Después de un año y seis meses de haber sido raptadas por una red internacional de adopciones, las hermanas Ana Cristina y Marí­a Fernanda Alvarado de 18 meses y 4 años, respectivamente, volvieron hoy al lado de su madre, Mildred Alvarado por orden de juez.

La búsqueda terminó, hoy las hermanas Ana Cristina, de 18 meses, y Maria Fernanda Alvarado, de 4 años, hijas de Mildred Alvarado, volverán a su hogar después de un año y seis meses, tras haber sido raptadas en agosto de 2006 para ser dadas en adopción a una familia estadounidense. El juez Tercero de la Niñez y Adolescencia así­ lo decidió, bajo la condición que las menores asistan cada viernes a la judicatura junto a su progenitora.

Karen Cardona
lahora@lahora.com.gt

«Como una madre quiere a sus hijas, con todo el amor yo tengo para mis nenas», dijo entre sollozos Mildred Alvarado, quien esta vez no lloraba de tristeza, como lo hizo meses atrás, sino de alegrí­a, porque el calvario que vivió después del robo de sus hijas, está por terminar. La mujer, de condición humilde tiene una larga historia: hace año y medio vivió una situación precaria. Separada de su esposo, con escasa educación y sin dinero para dar de comer a su pequeña hija, pues habí­a sido despedida por estar embarazada, no tení­a dónde vivir; fue entonces cuando Sabrina Donis Hernández apareció para brindarle ayuda, sin saber que ella formaba parte de una red internacional de adopciones y su objetivo principal era robarle a la niña más grande y a la que Mildred tení­a todaví­a en el vientre.

En vista de su situación, Mildred aceptó a mudarse a la casa de Sabrina Donis, posteriormente, cuando llegó el momento de dar a luz, fue obligada a firmar documentos en blanco, con el pretexto de que servirí­an como garantí­a legal de que ella cuidaba a su hija.
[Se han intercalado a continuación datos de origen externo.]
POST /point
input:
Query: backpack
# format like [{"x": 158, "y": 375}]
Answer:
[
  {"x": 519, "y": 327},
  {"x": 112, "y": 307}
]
Fue llevada a un sanatorio privado donde la obligaron a hacerse una cesárea. El efecto de la anestesia no habí­a pasado y Donis, en complicidad con Lilia Consuelo Galindo se llevaron a las dos menores entre agosto y septiembre de 2006.

De forma milagrosa, la familia que adoptarí­a a las menores en Estados Unidos se comunicó con la Fundación Sobrevivientes, que ha asesorado y acompañado a Mildred en la búsqueda. Por medio de ella se logró frenar el proceso de adopción y constatar que la Embajada de los Estados Unidos habí­a preaprobado el trámite, el 30 de noviembre de 2006, pocos dí­as después de que la madre presentara la denuncia en el Ministerio Público.

Hoy, Mildred reconstruyó los hechos ante el juez y frente a un grupo de abogados, entre ellos al representante de la casa cuna Amor de Marí­a, donde aparecieron las menores y quien la acusó de haber entregado a las niñas voluntariamente. Pese a ello, el juez consideró prudente que tanto Ana Cristina como Marí­a Fernanda permanecieran al lado de su progenitora, con la salvedad que las investigaciones continuarán y tal como lo solicitara la Procuradurí­a General de la Nación, se deberá identificar a las menores, a través de pruebas de ADN.